I do not discount the for some, the celebration of Mass in a pre-Vatican II way is meaningful and maybe a bit nostalgic. The only advantage of Mass in Latin would be a single worldwide language, but since very few people are fluent in Latin it would be back to missals so people could follow along in their language. Many who support Latin Mass claim it is the pure and authentic way of worship. I would argue that the goal of Vatican II was to shed much of the excess baggage the Church had taken on over hundreds of years and try to recover the early church’s energy and practices which would have included worship in local languages and reception of the Eucharist in a meal like setting. To think that celebrating in Latin with the priest facing away from the people of God gives one special and privileged worship would be to repeat a heresy of the early Church, Gnosticism. The Gnostics were a group that claimed to have special knowledge and regarded themselves as the pure Christians. Substitute Catholics for Christians in that last sentence and you will have a feel for what I have felt in reading many posts in support of Missale Romanum.

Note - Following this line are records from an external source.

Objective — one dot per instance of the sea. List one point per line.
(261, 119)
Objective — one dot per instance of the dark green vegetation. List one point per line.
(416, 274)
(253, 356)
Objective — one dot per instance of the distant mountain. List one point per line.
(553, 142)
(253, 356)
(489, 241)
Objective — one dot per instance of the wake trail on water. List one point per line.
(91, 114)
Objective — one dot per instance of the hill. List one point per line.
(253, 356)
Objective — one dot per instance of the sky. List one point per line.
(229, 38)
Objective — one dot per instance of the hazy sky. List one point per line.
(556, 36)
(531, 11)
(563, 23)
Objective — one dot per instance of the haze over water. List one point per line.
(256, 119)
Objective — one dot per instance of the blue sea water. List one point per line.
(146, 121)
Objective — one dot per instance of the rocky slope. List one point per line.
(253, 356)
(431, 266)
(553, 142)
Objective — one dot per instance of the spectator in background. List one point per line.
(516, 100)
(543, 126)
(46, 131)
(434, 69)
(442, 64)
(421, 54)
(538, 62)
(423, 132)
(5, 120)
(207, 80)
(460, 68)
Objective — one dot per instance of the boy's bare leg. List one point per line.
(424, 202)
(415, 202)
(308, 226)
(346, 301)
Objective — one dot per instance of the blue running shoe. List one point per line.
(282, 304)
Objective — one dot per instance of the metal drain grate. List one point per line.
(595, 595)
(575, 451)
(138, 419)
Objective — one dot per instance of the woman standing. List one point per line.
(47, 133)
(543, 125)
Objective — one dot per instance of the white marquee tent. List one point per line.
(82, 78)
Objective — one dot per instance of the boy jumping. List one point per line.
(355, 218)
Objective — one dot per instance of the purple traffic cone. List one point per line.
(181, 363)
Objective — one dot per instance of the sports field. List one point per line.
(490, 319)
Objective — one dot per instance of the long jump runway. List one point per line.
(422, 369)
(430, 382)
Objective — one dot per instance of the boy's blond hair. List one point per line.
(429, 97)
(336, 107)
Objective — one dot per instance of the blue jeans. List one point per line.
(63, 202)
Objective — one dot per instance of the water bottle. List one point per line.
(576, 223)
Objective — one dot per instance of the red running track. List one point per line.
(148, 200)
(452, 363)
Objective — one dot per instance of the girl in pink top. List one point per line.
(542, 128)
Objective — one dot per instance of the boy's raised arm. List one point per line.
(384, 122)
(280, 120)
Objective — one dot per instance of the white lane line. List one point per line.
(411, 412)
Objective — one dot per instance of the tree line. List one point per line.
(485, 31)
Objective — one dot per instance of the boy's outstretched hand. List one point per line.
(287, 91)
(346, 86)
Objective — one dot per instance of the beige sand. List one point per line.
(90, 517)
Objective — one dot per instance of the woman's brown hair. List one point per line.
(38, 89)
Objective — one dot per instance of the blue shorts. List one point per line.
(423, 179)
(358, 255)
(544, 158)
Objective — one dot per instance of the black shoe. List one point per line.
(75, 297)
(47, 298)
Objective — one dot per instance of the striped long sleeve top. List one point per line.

I do have to wonder about the first Mass, the Last Supper, how formal was it? Did Jesus have his back to the disciples? My impression is no and that it was a fairly relaxed Passover meal in which Jesus took some liberties in creating a new way of remembrance of his saving power and grace.

It is a shame that the forced introduction of elements of Missale Romanum is being put into practice in communities where it makes no sense and has become a vehicle for tearing apart strong parish communities to appease the personal preference of one or a few.

Peace, Love, and Blessings

Deacon Richard



  • ChesterkepPosted on 2/26/22

    Today I was specially registered at a forum to participate in discussion of this question.

  • AlbertDafPosted on 2/26/22

    Very good phrase

  • AndrewwetPosted on 2/26/22

    Excellent idea and it is duly

  • Cathy MuggeePosted on 2/25/22

    Thank you for your thoughtful comments. Even when I have attended Mass in places the local language is not English, it feels inclusive when the priest is facing the congregation and making eye contact.

  • John McKenziePosted on 2/24/22

    Thank you, Deacon Rich. We as Church should keep looking and moving forward, not retreating into the past.

  • Sue KrebsbachPosted on 2/24/22


  • Joe IncorvajaPosted on 2/24/22

    I appreciate and completely agree with your comments. I would be hard-pressed to attend a forced Latin Mass and though I studied Latin for 4 years, it would be meaningless for me unless the community understands and collectively participates.

  • Terry HawkinsPosted on 2/24/22

    I strongly agree with you about the Latin Mass. I grew up with it through most of elementary school and don't want to go back to feeling disconnected in church. My Grandmother, born in 1895, listed Mass in English as one of the great accomplishments of the world during her lifetime!